Validation of model was done by conducting experiments in triplicate using predicted optimized parameters by BBD. Highest amylase activity was observed with experimental run order number 1 using pH−6, temperature−35 °C, agitation rate−130 rpm and 24 h of incubation time. The maximum amylase production by Bacillus sp. was 145.32 U/mL which was found very close to the predicted value, i.e., 136.71 U/mL. The maximum biomass yield obtained was 4.5 mg/mL at similar ranges and levels of variables with experimental run order number 1.
Figure 6a shows perturbation graphs by changing one factor and keeping other factors constant. The graph compares the effect of variables optimized using RSM. Amylase activity was found to be affected by C (agitation speed) and B (temperature) followed by D (incubation period) and A (pH). On the other hand, biomass yield (Figure 6b) of Bacillus sp. was affected by incubation time (D) and incubation temperature (B) followed by agitation speed (C) and pH (A).
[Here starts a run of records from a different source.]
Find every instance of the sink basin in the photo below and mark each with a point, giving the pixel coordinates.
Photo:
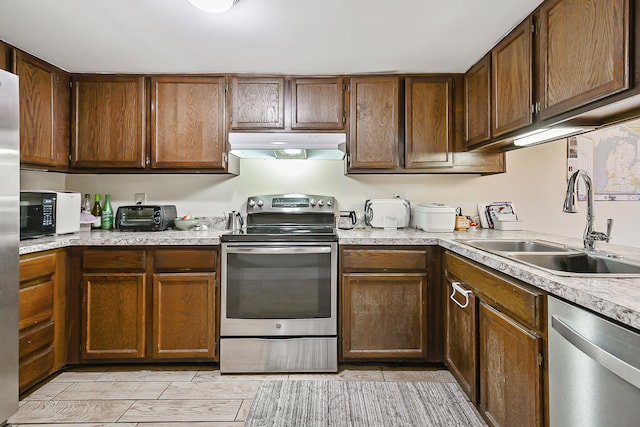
(504, 245)
(579, 264)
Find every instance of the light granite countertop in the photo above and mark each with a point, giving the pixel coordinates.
(617, 298)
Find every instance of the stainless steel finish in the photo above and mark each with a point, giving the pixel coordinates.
(278, 355)
(559, 260)
(590, 236)
(278, 327)
(579, 264)
(9, 242)
(594, 369)
(280, 250)
(505, 245)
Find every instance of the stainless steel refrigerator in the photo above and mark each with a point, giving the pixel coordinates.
(9, 241)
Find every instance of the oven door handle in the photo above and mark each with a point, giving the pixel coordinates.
(281, 250)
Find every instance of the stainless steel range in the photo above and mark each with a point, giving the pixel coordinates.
(279, 287)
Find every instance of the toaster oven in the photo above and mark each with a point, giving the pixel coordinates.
(145, 217)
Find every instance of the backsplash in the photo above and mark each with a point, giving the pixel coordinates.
(535, 182)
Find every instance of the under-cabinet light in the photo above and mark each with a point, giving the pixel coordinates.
(549, 134)
(213, 6)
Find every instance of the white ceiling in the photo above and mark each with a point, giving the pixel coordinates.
(260, 36)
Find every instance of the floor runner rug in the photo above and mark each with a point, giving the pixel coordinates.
(360, 404)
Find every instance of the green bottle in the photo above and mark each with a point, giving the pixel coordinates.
(107, 213)
(97, 212)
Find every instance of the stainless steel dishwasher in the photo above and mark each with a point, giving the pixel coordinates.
(594, 369)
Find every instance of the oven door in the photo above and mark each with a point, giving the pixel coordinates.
(278, 289)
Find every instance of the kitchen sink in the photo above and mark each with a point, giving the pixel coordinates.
(504, 245)
(579, 264)
(558, 259)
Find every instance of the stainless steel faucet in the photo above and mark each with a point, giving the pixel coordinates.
(590, 236)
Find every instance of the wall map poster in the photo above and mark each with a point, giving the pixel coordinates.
(611, 156)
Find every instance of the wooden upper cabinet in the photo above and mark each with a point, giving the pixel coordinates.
(187, 122)
(512, 80)
(317, 103)
(583, 57)
(429, 122)
(257, 103)
(374, 123)
(44, 112)
(477, 102)
(109, 122)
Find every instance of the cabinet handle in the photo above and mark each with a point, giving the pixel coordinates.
(457, 288)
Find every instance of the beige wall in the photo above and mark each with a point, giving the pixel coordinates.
(535, 182)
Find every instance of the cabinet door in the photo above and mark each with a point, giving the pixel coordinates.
(510, 371)
(374, 123)
(257, 103)
(477, 102)
(109, 122)
(584, 48)
(187, 122)
(44, 112)
(461, 339)
(429, 122)
(184, 315)
(317, 103)
(113, 321)
(384, 316)
(511, 62)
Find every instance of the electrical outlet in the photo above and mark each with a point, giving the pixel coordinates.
(140, 198)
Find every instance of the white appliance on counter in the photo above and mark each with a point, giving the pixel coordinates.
(435, 217)
(384, 213)
(67, 212)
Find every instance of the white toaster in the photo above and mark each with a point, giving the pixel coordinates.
(396, 211)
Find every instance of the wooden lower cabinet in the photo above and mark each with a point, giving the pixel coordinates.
(384, 316)
(113, 321)
(388, 310)
(461, 354)
(184, 315)
(42, 347)
(494, 344)
(510, 371)
(148, 304)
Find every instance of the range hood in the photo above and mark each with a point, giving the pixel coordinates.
(325, 146)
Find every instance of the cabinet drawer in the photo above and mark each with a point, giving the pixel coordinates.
(522, 301)
(36, 304)
(34, 268)
(126, 259)
(384, 259)
(35, 368)
(36, 338)
(185, 259)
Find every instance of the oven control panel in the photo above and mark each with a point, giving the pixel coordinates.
(291, 203)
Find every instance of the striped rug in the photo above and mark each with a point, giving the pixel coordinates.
(360, 404)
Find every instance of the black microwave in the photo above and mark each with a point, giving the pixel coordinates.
(37, 214)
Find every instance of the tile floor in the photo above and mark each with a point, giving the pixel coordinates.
(170, 396)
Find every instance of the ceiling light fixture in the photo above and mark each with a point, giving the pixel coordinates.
(549, 134)
(213, 6)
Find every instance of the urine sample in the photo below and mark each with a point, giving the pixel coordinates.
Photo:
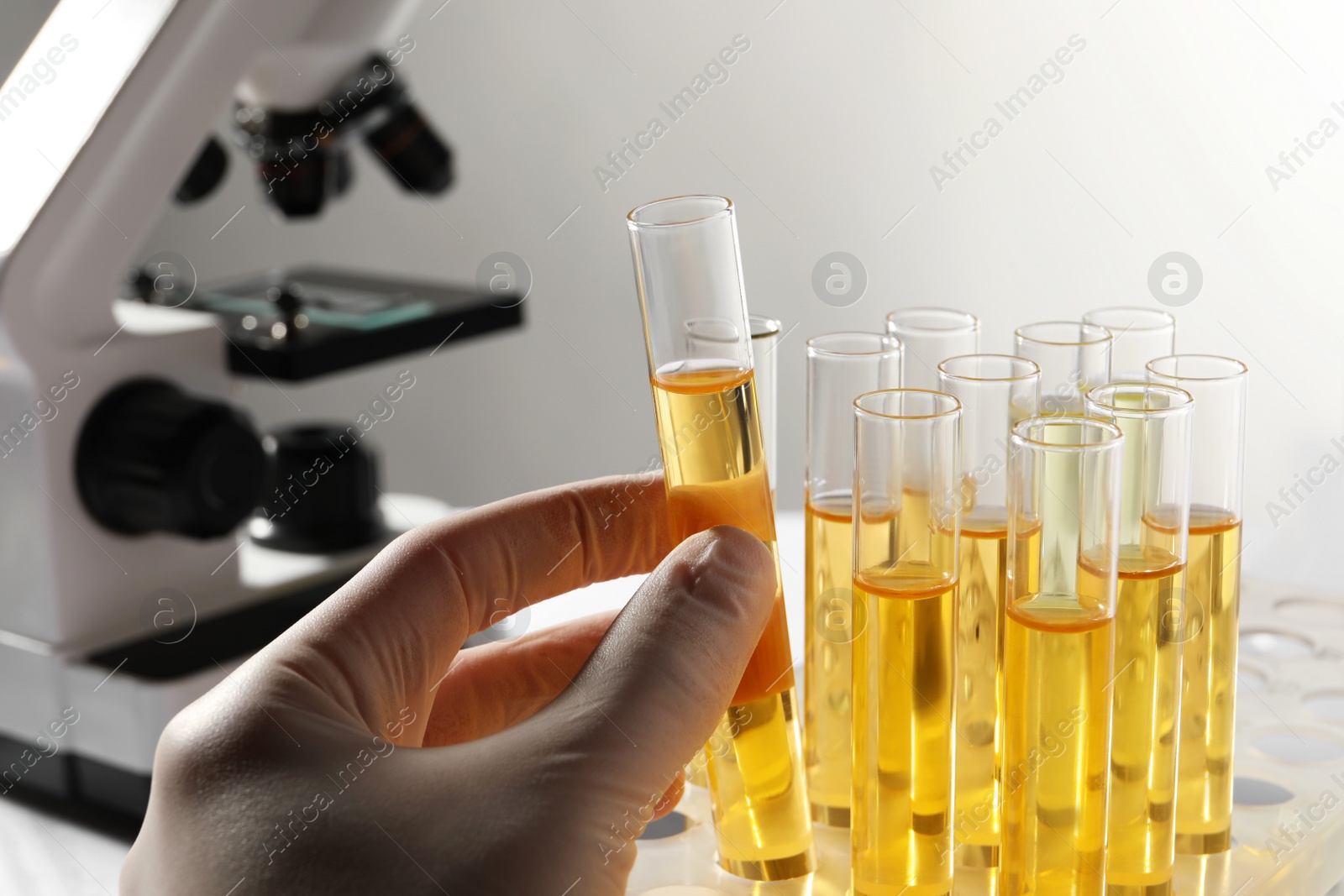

The adequate accuracy of fitted model with the experimental values is an important criterion in RSM. One of the most important criteria to judge the accuracy of the model is to check the residual from the least squares. Figure 7 shows the interaction between internally studentized residuals and normal percentage probability for biomass yield. The graph was constructed to check the normality assumption. The normality assumption vs internally studentized residuals were found to be satisfactory due to the plot obtained in a straight line.

4. Discussion

The medium constituents and culture conditions were found to have profound influence on extracellular amylase production. Carbon is not only an important medium component, but also one of the essential elements for the growth and metabolism of bacteria resulting in stimulation of enzyme production. In the present context, the optimal level of amylase from Bacillus sp. was recorded when starch was used as a sole carbon source. Our results totally agree with the findings of Samanta et al. [12] and Karatas et al. [13] who demonstrated maximum amylase production in the presence of starch. On the other hand, Deb et al. [14] and Abd-Elhalem et al. [5] had recorded maximum amylase production from Bacillus sp. in the presence of corn flour and different agro-industrial wastes respectively. In contrast to our findings, Kumarai et al. [14] and Birgit Kamm and Michael Kamm [15] stated that rice starches and maize starches were suitable substrates for the amylase production from Bacillus sp. In a similar manner, Choubane et al. [16] utilized pasta cooking water for the production of amylase from Bacillus sp.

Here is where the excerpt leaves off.